Squared error loss $f(\beta_0, \beta_1) = \sum_i (y_i - \beta_0 - \beta_1x_i)^2$ is a scalar field. We map every pair of coefficients to a loss value.

  • The gradient of this scalar field is $$\nabla f = \left< -2 \sum_i( y_i - \beta_0 - \beta_1x_i), -2\sum_i x_i(y_i - \beta_0 - \beta_1x_i) \right>$$

  • Now, each component of $\nabla f$ is itself a scalar field.
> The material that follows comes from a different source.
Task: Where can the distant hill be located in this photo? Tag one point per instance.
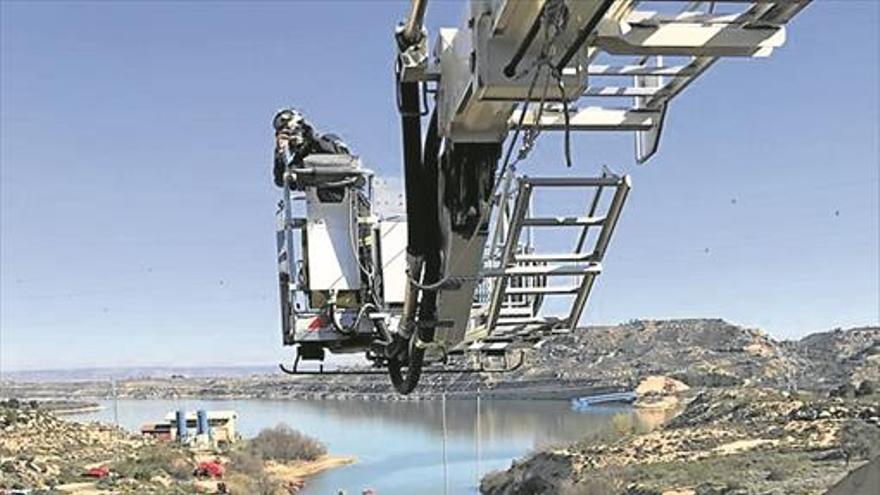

Take gradients of those and set them to be rows of a matrix and you've got yourself the Jacobian

$$ \left[\begin{array}{cc} \sum_{i=1}^{n} 2 & \sum_{i=1}^{n} 2 x_{i} \\ \sum_{i=1}^{n} 2 x_{i} & \sum_{i=1}^{n} 2 x_{i}^{2} \end{array}\right]$$

  • The Hessian of $f$ is the same as the Jacobian of $\nabla f$. It would behoove you to prove this to yourself.

Resources: Calculus: Early Transcendentals by James Stewart, or earlier editions, as well as Wikipedia which is surprisingly good for these topics.


If you have a function that maps a 1D number to a 1D number, then you can take the derivative of it,

$f(x) = x^2, f'(x) = 2x$

If you have a function that maps a ND vector to a 1D number, then you take the gradient of it

$f(x) = x^Tx, \nabla f(x) = 2x, x = (x_1, x_2, \ldots, x_N)$

If you have a function that maps a ND vector to a ND vector, then you take the Jacobian of it.

$f(x_1, x_2) = \begin{bmatrix} x_1x_2^2 \\ x_1^2x_2\end{bmatrix}, J_f(x_1, x_2) = \begin{bmatrix} x_2^2 & 2x_1x_2 \\ x_1^2 & 2 x_1x_2\end{bmatrix}$

The Hessian is the Jacobian of the gradient of a function that maps from ND to 1D

So the gradient, Jacobian and Hessian are different operations for different functions. You literally cannot take the gradient of a ND $\to $ ND function. That's the difference.